Rebecca Silverman5. Haikyuu! Second Season
I have to admit that the only reason this is number five instead of somewhere further up the list is because it hasn't finished yet, and if there's one thing that years of consuming fiction in serial format has taught me, it's that it is never too late for a story to take a serious nosedive. But be that as it may, right now Haikyuu is the series that I look forward to the most from week to week, moreso than any other show I watched as it aired this season. There's a wonderful mix of character development and volleyball action in this show to the point where the two actually rely on each other – this isn't a show about well-developed characters who happen to play volleyball, they are well-developed characters because they play volleyball. The Karasuno guys' interactions with each other inform both their matches and how they act as human beings, and that's a level that many sports (or tournament) shows never manage to achieve. That it also picked right up from season one with no pesky clip shows or recaps is another feather in its cap, which allows me to forgive it for deciding that if we the viewers weren't getting the symbolism inherent in the characters' names, the show is going to make damn sure we get it now via clunky exposition. That aside, along with the elfin character designs, which are a little weird, Haikyuu! Second Season is beautifully animated, fast moving, emotionally satisfying, and just a good half hour every week that I can look forward to. As long as they don't all turn into vampires or something, I think it will continue to be a favorite right into the new year. 4. Cute High Earth Defense Club Love!

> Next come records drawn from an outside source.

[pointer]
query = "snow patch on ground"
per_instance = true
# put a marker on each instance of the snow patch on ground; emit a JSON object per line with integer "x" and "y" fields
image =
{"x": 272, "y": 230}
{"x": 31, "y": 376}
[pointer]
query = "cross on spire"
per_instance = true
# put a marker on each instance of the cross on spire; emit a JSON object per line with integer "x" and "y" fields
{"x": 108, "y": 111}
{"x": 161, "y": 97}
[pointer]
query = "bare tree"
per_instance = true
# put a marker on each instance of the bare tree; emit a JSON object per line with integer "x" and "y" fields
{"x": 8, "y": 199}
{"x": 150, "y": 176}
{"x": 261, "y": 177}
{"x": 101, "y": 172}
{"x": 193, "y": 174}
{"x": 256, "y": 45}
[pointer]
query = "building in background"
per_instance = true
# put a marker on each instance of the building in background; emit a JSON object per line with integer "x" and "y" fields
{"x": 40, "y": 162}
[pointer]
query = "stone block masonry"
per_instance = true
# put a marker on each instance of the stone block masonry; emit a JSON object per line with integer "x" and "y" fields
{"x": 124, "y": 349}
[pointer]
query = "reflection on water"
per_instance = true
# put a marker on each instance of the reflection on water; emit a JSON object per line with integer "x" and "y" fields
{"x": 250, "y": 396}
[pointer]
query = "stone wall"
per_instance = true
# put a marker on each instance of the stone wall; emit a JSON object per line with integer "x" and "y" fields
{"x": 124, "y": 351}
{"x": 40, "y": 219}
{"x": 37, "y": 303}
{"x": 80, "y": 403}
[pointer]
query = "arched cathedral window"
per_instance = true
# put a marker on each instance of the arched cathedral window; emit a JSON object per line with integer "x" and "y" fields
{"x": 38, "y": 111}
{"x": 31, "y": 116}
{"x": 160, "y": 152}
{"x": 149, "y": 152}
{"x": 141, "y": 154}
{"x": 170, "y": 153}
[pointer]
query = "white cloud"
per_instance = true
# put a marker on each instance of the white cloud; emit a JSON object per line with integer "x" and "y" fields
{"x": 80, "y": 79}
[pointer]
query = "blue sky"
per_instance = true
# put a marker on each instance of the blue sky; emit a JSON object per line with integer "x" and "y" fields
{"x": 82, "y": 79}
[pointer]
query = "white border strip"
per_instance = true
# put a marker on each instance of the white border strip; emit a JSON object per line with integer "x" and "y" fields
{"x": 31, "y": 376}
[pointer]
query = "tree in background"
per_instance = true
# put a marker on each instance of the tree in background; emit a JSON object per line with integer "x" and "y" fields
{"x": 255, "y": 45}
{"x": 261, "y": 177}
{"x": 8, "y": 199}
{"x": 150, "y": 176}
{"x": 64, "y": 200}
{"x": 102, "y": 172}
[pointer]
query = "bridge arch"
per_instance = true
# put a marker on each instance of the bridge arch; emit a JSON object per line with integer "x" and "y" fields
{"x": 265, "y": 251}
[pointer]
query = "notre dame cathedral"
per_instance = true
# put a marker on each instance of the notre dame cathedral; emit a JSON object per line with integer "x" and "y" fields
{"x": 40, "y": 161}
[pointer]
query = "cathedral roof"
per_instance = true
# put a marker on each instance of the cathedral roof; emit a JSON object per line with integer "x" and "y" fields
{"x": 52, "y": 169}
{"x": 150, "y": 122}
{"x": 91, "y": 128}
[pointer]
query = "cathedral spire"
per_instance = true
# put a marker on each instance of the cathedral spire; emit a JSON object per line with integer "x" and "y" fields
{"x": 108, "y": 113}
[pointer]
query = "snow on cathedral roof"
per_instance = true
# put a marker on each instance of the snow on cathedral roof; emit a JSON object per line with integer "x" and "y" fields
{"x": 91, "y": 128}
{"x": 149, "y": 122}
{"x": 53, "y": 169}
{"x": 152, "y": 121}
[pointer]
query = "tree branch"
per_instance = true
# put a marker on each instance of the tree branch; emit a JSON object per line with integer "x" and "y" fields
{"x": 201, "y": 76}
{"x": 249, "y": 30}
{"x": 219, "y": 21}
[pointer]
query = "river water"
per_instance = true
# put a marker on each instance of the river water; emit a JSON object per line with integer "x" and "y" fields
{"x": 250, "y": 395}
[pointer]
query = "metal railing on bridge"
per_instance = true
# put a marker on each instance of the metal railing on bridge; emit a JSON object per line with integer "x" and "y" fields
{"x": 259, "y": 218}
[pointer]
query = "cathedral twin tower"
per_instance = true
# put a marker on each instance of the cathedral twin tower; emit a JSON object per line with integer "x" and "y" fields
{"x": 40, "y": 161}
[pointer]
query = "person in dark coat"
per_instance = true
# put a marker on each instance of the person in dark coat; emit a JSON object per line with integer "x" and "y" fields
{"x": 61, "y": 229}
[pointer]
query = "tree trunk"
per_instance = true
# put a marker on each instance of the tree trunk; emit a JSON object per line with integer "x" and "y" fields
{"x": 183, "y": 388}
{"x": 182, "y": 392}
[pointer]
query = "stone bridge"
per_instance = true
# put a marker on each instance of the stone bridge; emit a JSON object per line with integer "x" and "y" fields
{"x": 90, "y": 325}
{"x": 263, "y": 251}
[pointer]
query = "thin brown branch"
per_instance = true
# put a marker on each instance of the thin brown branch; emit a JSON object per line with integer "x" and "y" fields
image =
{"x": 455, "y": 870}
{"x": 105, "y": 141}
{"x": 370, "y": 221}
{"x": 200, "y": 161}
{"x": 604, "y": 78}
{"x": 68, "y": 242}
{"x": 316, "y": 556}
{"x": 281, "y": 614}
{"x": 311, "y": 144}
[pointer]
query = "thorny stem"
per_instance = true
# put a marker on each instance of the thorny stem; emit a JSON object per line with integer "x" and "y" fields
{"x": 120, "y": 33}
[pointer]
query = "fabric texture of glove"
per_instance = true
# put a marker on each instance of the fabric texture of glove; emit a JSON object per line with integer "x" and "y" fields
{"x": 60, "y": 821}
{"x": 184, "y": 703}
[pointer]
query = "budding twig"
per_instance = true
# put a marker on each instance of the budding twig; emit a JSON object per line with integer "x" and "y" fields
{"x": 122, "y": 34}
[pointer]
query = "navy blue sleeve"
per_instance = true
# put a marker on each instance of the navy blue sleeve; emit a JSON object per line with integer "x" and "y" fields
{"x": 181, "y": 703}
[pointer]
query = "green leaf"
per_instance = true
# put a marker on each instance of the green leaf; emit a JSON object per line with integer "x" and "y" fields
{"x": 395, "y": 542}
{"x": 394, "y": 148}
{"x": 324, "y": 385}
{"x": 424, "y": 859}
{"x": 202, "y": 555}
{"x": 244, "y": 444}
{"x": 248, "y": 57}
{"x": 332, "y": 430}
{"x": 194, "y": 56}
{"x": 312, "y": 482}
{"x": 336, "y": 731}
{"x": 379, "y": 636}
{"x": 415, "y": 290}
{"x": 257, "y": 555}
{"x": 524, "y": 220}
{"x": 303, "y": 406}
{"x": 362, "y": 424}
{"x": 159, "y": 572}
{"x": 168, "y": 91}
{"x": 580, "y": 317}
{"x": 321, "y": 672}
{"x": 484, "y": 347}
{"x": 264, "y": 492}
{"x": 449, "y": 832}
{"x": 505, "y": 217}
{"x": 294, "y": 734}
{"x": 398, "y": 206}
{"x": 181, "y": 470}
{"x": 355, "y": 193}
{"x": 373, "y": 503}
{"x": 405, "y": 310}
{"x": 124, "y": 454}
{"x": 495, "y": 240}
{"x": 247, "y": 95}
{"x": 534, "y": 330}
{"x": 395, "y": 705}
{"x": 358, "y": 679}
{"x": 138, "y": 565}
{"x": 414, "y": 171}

It's no secret that I love magical girls and have a sense of humor that tends to favor the absurd, so it probably shouldn't be all that shocking that this show has made my list. Parodies of favorite genres can be hit or miss, but Cute High Earth Defense Club Love has more of the former than the latter over the course of its run, poking fun at not only 1990s Sailor Moon's goofy monsters of the week but also at naked transformation scenes, cute mascots, and the dumb way no one can recognize anyone once they've transformed. The fact that the bad guys look like they've escaped from Revolutionary Girl Utena and that their mascot is way cuter than the good guys' just adds to the insanity, with everything designed to tickle the funny bones of either magical girl fans in particular or fujoshi in general. (Plus that poor dead teacher possessed by the pink space wombat...) It is very episodic and those episodes do vary in quality of storytelling quite a bit, so I almost didn't go with this show. But at the end of the day, it made me laugh more oft than not and I think that counts for a lot. 3. Is It Wrong to Try to Pick Up Girls in a Dungeon?

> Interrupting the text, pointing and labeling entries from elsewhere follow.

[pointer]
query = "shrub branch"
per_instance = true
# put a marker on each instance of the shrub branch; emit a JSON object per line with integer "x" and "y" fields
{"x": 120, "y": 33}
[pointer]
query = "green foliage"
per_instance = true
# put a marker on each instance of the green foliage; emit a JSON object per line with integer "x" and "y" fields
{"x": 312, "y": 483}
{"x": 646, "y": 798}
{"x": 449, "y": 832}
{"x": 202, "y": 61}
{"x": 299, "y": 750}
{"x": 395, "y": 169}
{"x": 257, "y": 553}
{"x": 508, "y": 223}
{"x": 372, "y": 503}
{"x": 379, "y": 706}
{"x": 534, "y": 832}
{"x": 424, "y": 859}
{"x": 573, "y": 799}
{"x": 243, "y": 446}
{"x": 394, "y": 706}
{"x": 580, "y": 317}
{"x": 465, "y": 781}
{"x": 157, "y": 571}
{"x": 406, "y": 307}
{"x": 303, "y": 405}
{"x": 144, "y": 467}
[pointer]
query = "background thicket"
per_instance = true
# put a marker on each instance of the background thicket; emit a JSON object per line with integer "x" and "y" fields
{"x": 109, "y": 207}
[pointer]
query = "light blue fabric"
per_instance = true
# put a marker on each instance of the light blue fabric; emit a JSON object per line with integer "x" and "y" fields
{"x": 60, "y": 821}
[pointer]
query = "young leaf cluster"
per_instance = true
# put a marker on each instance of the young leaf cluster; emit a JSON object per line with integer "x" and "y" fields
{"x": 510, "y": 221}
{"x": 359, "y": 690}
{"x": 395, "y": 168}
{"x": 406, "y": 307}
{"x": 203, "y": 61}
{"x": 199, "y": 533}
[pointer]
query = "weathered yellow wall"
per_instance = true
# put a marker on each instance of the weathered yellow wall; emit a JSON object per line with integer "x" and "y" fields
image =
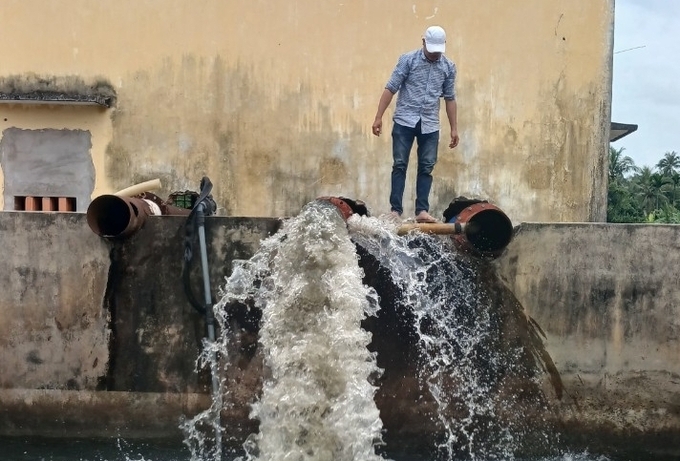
{"x": 274, "y": 100}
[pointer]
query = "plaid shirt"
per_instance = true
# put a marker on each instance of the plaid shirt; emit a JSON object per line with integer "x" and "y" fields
{"x": 420, "y": 84}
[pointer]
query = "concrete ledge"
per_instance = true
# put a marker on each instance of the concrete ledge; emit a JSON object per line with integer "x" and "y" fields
{"x": 57, "y": 413}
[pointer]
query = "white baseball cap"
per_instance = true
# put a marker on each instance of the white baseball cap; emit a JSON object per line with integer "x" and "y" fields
{"x": 435, "y": 39}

Isn't it amazing how titles can turn you off from a show? I fully admit that if I hadn't read the light novel first I likely would have been dreading this show. Fortunately my work here at ANN includes the Preview Guide, so there was no getting out of watching episode one for me, and even with my enjoyment of the book under my belt, Is It Wrong to Try to Pick up Girls in a Dungeon continually surprised me by being better than both its silly title and most LN adaptations. For one thing, the chemistry between the leads, plucky young adventurer Bell Cranel and the goddess Hestia (his patron), is fantastic, with the warmth of their relationship coming through not only in the animation, but also in the characters' voices. With or without any romance the two make a great pair, and the fact that Hestia clearly wants something more from their relationship than Bell does does not detract from the way the two get along is pretty amazing. That the story also manages to play with the standards of sword and sorcery fantasy without getting bogged down by them is another point in the show's favor – in fact, we can't quite tell if this is a case of characters living in a game world, à la Log Horizon, or if it's just a particularly weird fantasy setting where random dungeons and levels for people exist. That helps to keep things interesting, especially when Bell attracts the attention of another goddess who seems to have major Plans for him. Are the gods and goddess perhaps players interacting with fictional characters in a game and that's why Freya doesn't seem too concerned about Bell's potential death? Or are they the actual gods of real pantheons, somehow drawn to this particular world? The show (and so far the books) don't answer this question, but along with the awesome fight scenes, great vocal performances, and a story that's interesting in its own right, Is It Wrong to Try to Pick up Girls in a Dungeon not only overcomes the handicap of its title, it makes a good fantasy adventure in its own right. 2. Snow White with the Red Hair
Another badly kept secret is the fact that I have a thing for fairy tales, by which I mean I regularly teach courses about them. Snow White with Red Hair may not have had a lot in common with its namesake tale, but that's probably just as well – do we really need an anime about a necrophiliac prince who falls for a dead seven-year-old's corpse in a glass coffin? But what the show lacks in fidelity it more than makes up in fairy tale romance of the sort very few actual fairy tales contain: a slowly developing, sweet, and mutual relationship between two people who technically don't need each other to survive but are so much more together. The fact that this shoujo treat doesn't rely upon tired storylines about bad boys or dithering girls makes it not only a stronger piece, but also one that may have appeal outside of the normal demographic. Shirayuki (Japanese for Snow White) is one of the stronger heroines in recent memory, perfectly able to prove herself with her herbalism skills but not foolish enough to turn down Zen's help when he offers it, although also unwilling to throw herself headlong into a relationship with him. For Zen's part, he's much keener on moving forward romantically with Shirayuki, but also not willing to pull a stunt that would be bad for his kingdom. There's a balance in their hesitant move towards romance that makes the story as much one about the politics of a kingdom and working in the palace as the Disney-like tale the title implies. It's easy to compare this to Story of Saiunkoku (although with fewer old men who all look alike), and its gorgeous animation and colors make it easy to keep your eyes on the screen. Sure the characters look like every other hero and heroine from a Lala or Hana to Yume title, but on the whole it is a beautiful show in art, animation, and story. The only reason it's number two instead of one is that it never truly surprised me, which is why my best of the year is... 1. School-Live!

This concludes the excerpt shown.